I always loved the visual aesthetic of dithering but never knew how it’s done. So I did some research. This article may contain traces of nostalgia and none of Lena.

How did I get here? (You can skip this)

I am late to the party, but I finally played “Return of the Obra Dinn”, the most recent game by Lucas Pope of “Papers Please” fame. Obra Dinn is a story puzzler that I can only recommend, but what piqued my curiosity as a software engineer is that it is a 3D game (using the Unity game engine) but rendered using only 2 colors with dithering. Apparently, this has been dubbed “Ditherpunk”, and I love that.

Screenshot of “Return of the Obra Dinn”.

Dithering, so my original understanding, was a technique to place pixels using only a few colors from a palette in a clever way to trick your brain into seeing many colors. Like in the picture, where you probably feel like there are multiple brightness levels when in fact there’s only two: Full brightness and black.

The fact that I have never seen a 3D game with dithering like this probably stems from the fact that color palettes are mostly a thing of the past. You may remember running Windows 95 with 16 colors and playing games like “Monkey Island” on it.

Windows 95 configured to use 16 colors. Now spend hours trying to find the right floppy disk with the drivers to get the “256 colors” or, *gasp*, “True Color” show up.

Screenshot of “The Secret of Monkey Island” using 16 colors.

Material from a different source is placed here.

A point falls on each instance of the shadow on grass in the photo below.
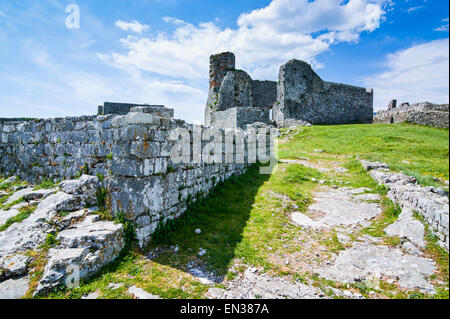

For a long time now, however, we have had 8 bits per channel per pixel, allowing each pixel on your screen to assume one of 16 million colors. With HDR and wide gamut on the horizon, things are moving even further away to ever requiring any form of dithering. And yet Obra Dinn used it anyway and rekindled a long forgotten love for me. Knowing a tiny bit about dithering from my work on Squoosh, I was especially impressed with Obra Dinn’s ability to keep the dithering stable while I moved and rotated the camera through 3D space and I wanted to understand how it all worked.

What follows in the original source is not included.